This article is printed in the latest issue of British Journal of Photography magazine – a special edition with a double theme, Love / Ukraine. It can be delivered direct to you with an 1854 Subscription or available to purchase as a single issue on the BJP shop.

Featuring 14 series, Maison Européenne de la Photographie’s latest exhibition proposes an alternative history of photography – told through the lens of love

Nobuyoshi Araki met his future wife and lifelong muse, Yoko, in 1968, while he was working as a commercial photographer for Dentsu in Tokyo. She was a new recruit in the advertising agency’s type room, and he was making portraits for its internal magazine. They fell in love, and within three years were married. That same year, Araki published his first photobook: Sentimental Journey (1971). 

The series chronicles the early days of the couple’s relationship: from their first encounter, to their wedding, honeymoon, and life as “a family of three” with their beloved cat, Chiro. Tragically, in 1990, Yoko died from ovarian cancer. A year later, Araki published a reprised edition of his book, Sentimental Journey/Winter Journey (1991), to include a hauntingly moving account of Yoko’s life with the disease. Yoko was, and continues to be, Araki’s most important subject: “It’s thanks to Yoko that I became a photographer,” he once said.

Araki has an infamous reputation as an erotic photographer, but love is the driving force in his art. “You must have love to make pictures,” he said in an interview with Japanese publisher, Kodansha, in August 2021. But, during a conversation with British curator Simon Baker, he admits that love is also the very emotion he failed to capture. 

In 2016, Baker and Araki were in a karaoke bar in Tokyo, leafing through the catalogue of his retrospective at Musee Guimet in Paris. The photographer paused at an early image of Yoko from Sentimental Journey. “He said something like: ‘In all my time with Yoko, I thought I was photographing love, that it was the subject of my work. But finally, when I look at these photographs, I think that love is missing, that somehow I failed to capture it’.”

From Sentimental Journey/Winter Journey (1991) © Nobuyoshi Araki. Courtesy of Taka Ishii Gallery.

Moved by Araki’s sentiment, Baker thought about photography’s complicated relationship with love. “What’s interesting about photography is that it’s associated with objectivity,” he says, “but when it’s a subject that nobody agrees about, and which nobody can agree on what it looks like, what does that mean?”

Love Songs is Baker’s latest curatorial endeavour as director of Maison Européenne de la Photographie. “The idea was to rethink the history of photography from the point of view of intimacy and love,” he says.

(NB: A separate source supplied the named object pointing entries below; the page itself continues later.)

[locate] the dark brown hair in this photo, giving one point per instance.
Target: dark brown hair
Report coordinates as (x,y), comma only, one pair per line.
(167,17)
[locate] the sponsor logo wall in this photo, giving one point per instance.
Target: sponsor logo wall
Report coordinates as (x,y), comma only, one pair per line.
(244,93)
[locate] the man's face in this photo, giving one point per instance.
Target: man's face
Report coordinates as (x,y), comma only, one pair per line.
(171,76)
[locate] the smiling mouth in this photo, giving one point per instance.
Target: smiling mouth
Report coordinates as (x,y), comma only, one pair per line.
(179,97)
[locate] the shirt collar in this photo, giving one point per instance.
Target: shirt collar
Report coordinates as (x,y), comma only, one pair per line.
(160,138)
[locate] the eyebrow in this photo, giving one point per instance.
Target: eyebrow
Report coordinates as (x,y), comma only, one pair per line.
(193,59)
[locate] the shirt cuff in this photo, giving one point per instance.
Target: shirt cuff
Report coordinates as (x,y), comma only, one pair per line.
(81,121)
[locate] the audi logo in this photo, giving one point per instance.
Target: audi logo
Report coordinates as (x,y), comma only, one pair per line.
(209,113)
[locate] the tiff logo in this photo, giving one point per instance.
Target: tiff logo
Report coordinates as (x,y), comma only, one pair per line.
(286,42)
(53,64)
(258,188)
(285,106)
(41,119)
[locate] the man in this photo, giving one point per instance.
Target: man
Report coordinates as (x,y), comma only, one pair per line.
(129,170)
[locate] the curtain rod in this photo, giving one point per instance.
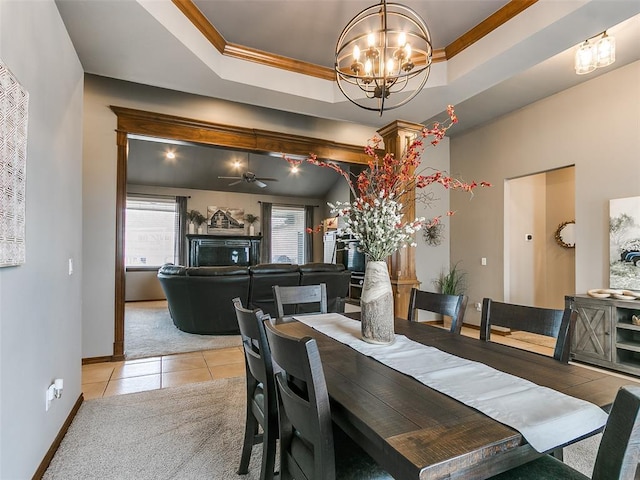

Each series is like a “photographic love song”; a different take on picturing intimacy, lust and, inevitably, loss. 

The inspiration for the show was sparked by his interaction with Araki, but also by a conversation with Nan Goldin six years earlier. In 2010, Baker was curating a major exhibition about voyeurism at Tate Modern. Goldin couldn’t understand why her work, The Ballad of Sexual Dependency, was included in the show. 

During the 1970s and 80s, Goldin created a photographic diary chronicling the relationships between her friends and lovers. But how could one be a voyeur in their own life, she questioned.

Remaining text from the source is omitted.